Trust is hard to earn when lost

If I did not know better I would have sworn I was being punked. The news is simply unbelievable. Old people say that when you make your bed up hard you have to sleep in it hard. When a new government is striving to distinguish itself from its predecessors in office, a good starting point is to NOT do all the dumb things that they did. Especially if you were opposed to those things.

There is something unseemly about a government laying off people who are desperate for a job and then coming behind and raising it’s own salaries. The message this sends to the people is, “me first you last.” However justified a salary increase might be, it is still feathering your own nest, and the FNM did not run on the message of “downsize the staff and upsize our own salaries.”

Tough decisions cause goodwill and political capital to be eroded. That is to be expected. A new government should spend it’s political capital on the tough decisions that matter most to the broader population.

Additionally, the prime minister’s words MUST mean something. It was not long ago that Bahamians came to love and respect a certain prime minister, who said “I say what I mean and I mean what I say.” Say what you want about HAI, but his words meant something.

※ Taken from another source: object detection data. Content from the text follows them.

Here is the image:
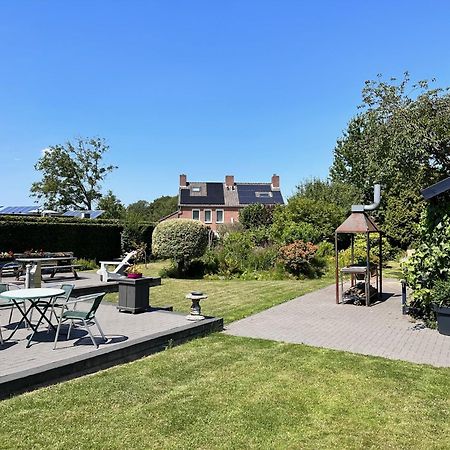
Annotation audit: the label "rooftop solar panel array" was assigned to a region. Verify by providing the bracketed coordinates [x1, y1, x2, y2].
[0, 205, 39, 214]
[180, 183, 225, 205]
[236, 183, 284, 205]
[63, 209, 104, 219]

Considering the current prime minister’s own words on the matter of salary increases ... while in opposition ... it really does become a matter of trust. And once lost, TRUST is tough to earn back.
That trust that the FNM would be “distinctly different” is being eroded. Time for a gut check. It is indeed sad to see some of the Prime Minister’s most vocal supporters (on this medium) so blithely dismiss him as being just like his predecessor and every other politician. How unfortunate.

But perhaps the most unkindest cut of all ... for the new government ... might be the price it will pay for making a u turn on the resounding NO vote in the last referendum. Something clearly got lost in translation. The government clearly gets to determine that the No No No No votes were purely anti PLP votes, and they had nothing to do with the FNM. That is a huge gamble. Perry Christie placed the same bet, when he turned his back on the eloquently expressed will of the referendum voters. They said Hell No. Mr. Christie said Hell Yes.

Prime Minister Minnis, sometimes it ain’t what you do, but HOW. Nevertheless, if ... as Clint Eastwood would say ... you’re feeling lucky today, then go ahead, place your bets. (And make no plan for the pension money). Just saying.